L’Espagne traverse sa pire crise politique depuis son retour à la démocratie en 1977. La tension a encore grimpé avec l’organisation le 1er octobre d’un référendum d’autodétermination interdit, émaillé de violences policières. Les indépendantistes assurent avoir remporté cette consultation avec 90% des voix mais avec une participation de 43,03%.
Ces résultats, « transmis » au Parlement régional, ne peuvent être confirmés, faute de commission électorale neutre. En principe, selon leur feuille de route, les dirigeants indépendantistes devraient déclarer désormais l’indépendance de la Catalogne, une région stratégique où vivent 16% des Espagnols.
Peu après l’appel de Santi Vila, le président catalan a annoncé le report de 24 heures de son allocution sur le référendum, prévue lundi, devant le Parlement, une séance où l’on s’attendait à une déclaration unilatérale d’indépendance.
Sécession pour les uns, médiation pour les autres
Une nouvelle séance est prévue mardi soir, mais l’ordre du jour est vague : il porte sur la « situation politique », sans évoquer la déclaration d’indépendance.
Les indépendantistes sont à présent partagés entre ceux qui préconisent de défier Madrid jusqu’au bout, en proclamant l’indépendance sans plus tarder, et ceux qui laissent la porte ouverte à une médiation avec Madrid, que réclame avec insistance Carles Puigdemont.
Le élus du parti catalan CUP (Candidature d’unité populaire, extrême-gauche) jouent leur traditionnel rôle d’aiguillon: « Le moment inéluctable et irrévocable d’exercer (le droit) à l’autodétermination est arrivé », s’est exclamé vendredi Carles Riera, député régional de ce parti.
A l’inverse, le conservateur Artur Mas, prédécesseur de Carles Puigdemont à la tête de l’exécutif catalan, a expliqué au Financial Times que les dirigeants régionaux ne devaient pas se demander « comment se proclame l’indépendance mais comment la rendre effective ».
Le grand quotidien catalan La Vanguardia croit savoir samedi qu’il s’agit de la question centrale au sein du camp séparatiste : les interrogations porteraient surtout sur les modalités davantage que sur le fond.

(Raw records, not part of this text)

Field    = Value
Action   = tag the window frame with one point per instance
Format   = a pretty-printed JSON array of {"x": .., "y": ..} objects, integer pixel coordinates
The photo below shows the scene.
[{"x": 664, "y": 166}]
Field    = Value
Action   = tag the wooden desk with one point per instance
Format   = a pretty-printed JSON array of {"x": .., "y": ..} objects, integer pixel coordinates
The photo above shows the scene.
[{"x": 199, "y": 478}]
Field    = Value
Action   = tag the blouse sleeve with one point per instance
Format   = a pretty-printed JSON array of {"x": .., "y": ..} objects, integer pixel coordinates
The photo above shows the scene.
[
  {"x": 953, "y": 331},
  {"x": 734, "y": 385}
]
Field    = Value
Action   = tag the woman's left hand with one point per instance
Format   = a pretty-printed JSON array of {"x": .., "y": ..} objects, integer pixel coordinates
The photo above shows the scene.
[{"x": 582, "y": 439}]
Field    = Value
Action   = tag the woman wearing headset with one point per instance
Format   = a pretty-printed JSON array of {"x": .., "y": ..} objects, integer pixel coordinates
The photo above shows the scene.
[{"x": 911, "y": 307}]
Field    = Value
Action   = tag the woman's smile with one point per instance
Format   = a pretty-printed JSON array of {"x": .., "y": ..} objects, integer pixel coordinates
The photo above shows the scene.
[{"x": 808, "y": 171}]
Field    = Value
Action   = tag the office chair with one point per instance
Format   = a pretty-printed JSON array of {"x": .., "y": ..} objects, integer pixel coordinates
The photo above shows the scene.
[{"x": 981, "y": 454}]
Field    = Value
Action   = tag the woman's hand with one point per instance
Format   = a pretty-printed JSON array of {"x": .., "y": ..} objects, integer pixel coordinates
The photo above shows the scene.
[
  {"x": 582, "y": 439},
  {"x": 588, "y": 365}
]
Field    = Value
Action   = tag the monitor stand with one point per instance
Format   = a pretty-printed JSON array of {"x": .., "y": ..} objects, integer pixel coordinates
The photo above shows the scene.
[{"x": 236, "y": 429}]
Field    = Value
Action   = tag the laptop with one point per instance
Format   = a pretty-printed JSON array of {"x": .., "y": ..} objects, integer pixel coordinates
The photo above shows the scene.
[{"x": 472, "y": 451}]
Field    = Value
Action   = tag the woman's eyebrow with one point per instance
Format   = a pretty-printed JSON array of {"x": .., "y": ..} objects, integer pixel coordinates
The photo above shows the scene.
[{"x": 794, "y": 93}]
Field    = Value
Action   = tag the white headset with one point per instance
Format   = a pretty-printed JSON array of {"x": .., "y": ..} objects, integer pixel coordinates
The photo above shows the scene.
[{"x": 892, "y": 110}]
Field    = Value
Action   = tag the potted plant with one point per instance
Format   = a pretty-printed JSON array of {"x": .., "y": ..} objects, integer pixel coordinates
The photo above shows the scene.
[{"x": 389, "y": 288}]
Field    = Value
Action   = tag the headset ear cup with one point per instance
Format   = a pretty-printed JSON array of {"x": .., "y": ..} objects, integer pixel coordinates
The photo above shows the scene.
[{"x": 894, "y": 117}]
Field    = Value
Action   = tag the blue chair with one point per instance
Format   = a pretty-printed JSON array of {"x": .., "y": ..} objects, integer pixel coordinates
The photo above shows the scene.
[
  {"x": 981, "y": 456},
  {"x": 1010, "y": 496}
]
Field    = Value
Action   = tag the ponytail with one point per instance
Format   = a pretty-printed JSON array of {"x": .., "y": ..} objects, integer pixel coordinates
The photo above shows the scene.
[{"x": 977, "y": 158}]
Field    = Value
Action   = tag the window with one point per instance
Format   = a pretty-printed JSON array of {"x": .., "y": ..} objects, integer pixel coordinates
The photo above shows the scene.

Ainsi, certains envisageraient une déclaration à l’effet reporté de plusieurs mois, écrit le journal.
Les retraits de fonds se multiplient
Le débat est aussi citoyen. Dans leur très grande majorité, les Catalans souhaitent un référendum légal sur l’indépendance et considèrent Madrid, à seulement 624 km au sud-ouest, comme très éloigné de la réalité catalane, mais les adversaires de l’indépendance sont plus nombreux que ses partisans, selon le dernier sondage des autorités catalanes qui date de juillet.
« Aujourd’hui, la société catalane s’alarme, quel que soit le point de vue des personnes », affirme Joan Botella, doyen de la faculté de sciences politiques à l’Université autonome de Barcelone. Ainsi, de grandes fortunes catalanes ont commencé à transférer leurs avoirs hors de la région. Et les retraits de fonds ont augmenté dans les grandes banques catalanes, certains les transférant sur des banques ailleurs en Espagne.
Au point que les deux principales entités bancaires de Catalogne, les centenaires CaixaBank et Banco Sabadell, ont déplacé leur siège social hors de la région. Une mesure qui ne touche pas les employés mais rassure les clients en cas de sortie.
Trois pistes pour sortir de la crise
Mariano Rajoy dispose de plusieurs leviers. Il peut avoir recours à un article de la Constitution jamais utilisé qui permettrait de suspendre l’autonomie de la Catalogne mais déclencherait à son tour des troubles dans la région.
« Il ne reste plus que quelques heures pour éviter le choc frontal, ce sont des heures critiques », prévient Joan Botella.
Les appels au dialogue se multiplient. Des manifestations pour « l’entente » sont prévues dans toute l’Espagne samedi.
Carles Puigdemont est en contact avec une commission créée par le Collège des avocats de Barcelone composée de représentants du monde syndical, académique et économique. Elle propose une sortie de crise en trois points: qu’aucune des parties ne prennent de décision dans l’immédiat, que Madrid retire les renforts policiers envoyés en Catalogne et qu’une commission indépendante lance un processus de dialogue.